Promulgated by American attorney and author Mike Godwin in 1990, Godwin's Law originally referred, specifically, to Usenet newsgroup discussions. It is now applied to any threaded online discussion, such as Internet forums, chat rooms and blog comment threads, as well as to speeches, articles and other rhetoric.
There are many corollaries to Godwin's law, some considered more canonical (by being adopted by Godwin himself) than others. For example, there is a tradition in many newsgroups and other Internet discussion forums that once such a comparison is made, the thread is finished and whoever mentioned the Nazis has automatically lost whatever debate was in progress. This principle is itself frequently referred to as Godwin's law. It is considered poor form to raise such a comparison arbitrarily with the motive of ending the thread.
Godwin's law applies especially to inappropriate, inordinate, or hyperbolic comparisons of other situations (or one's opponent) with Nazis – often referred to as "playing the Hitler card". The law and its corollaries would not apply to discussions covering known mainstays of Nazi Germany such as genocide, eugenics, or racial superiority, nor, more debatably, to a discussion of other totalitarian regimes or ideologies, if that was the explicit topic of conversation, because a Nazi comparison in those circumstances may be appropriate, in effect committing the fallacist's fallacy. Whether it applies to humorous use or references to oneself is open to interpretation, because this would not be a fallacious attack against a debate opponent.
Although falling foul of Godwin's law tends to cause the individual making the comparison to lose his argument or credibility, Godwin's law itself can be abused as a distraction, diversion or even as censorship, fallaciously miscasting an opponent's argument as hyperbole when the comparisons made by the argument are actually appropriate. Similar criticisms of the "law" (or "at least the distorted version which purports to prohibit all comparisons to German crimes") have been made by Glenn Greenwald.

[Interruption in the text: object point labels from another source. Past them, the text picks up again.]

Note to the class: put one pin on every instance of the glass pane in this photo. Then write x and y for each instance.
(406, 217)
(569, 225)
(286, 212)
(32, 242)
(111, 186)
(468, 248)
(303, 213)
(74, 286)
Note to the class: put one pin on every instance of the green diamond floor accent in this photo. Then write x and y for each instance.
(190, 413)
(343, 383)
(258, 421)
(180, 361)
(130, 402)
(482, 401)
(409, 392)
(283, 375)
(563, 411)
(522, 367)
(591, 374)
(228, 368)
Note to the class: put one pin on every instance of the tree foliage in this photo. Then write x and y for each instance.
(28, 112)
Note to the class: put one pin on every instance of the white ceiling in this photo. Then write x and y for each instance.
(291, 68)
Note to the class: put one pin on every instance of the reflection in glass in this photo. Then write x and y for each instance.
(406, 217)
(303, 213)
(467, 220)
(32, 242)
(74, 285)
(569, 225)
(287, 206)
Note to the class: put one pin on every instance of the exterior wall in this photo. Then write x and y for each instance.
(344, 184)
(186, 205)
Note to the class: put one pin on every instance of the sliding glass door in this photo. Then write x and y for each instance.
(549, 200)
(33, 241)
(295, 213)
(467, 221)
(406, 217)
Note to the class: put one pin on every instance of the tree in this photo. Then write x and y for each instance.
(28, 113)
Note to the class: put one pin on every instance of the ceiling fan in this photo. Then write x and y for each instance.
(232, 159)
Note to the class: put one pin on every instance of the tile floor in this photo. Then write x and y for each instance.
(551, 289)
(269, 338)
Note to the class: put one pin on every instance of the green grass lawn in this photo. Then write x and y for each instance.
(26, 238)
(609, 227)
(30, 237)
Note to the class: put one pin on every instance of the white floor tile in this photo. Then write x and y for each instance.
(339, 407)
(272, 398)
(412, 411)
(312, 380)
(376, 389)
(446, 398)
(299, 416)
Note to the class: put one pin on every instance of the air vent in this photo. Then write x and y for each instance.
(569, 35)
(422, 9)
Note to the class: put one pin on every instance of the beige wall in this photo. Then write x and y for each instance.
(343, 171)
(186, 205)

Godwin's law does not claim to articulate a fallacy; it is instead framed as a memetic tool to reduce the incidence of inappropriate hyperbolic comparisons. "Although deliberately framed as if it were a law of nature or of mathematics, its purpose has always been rhetorical and pedagogical: I wanted folks who glibly compared someone else to Hitler or to Nazis to think a bit harder about the Holocaust", Godwin has written.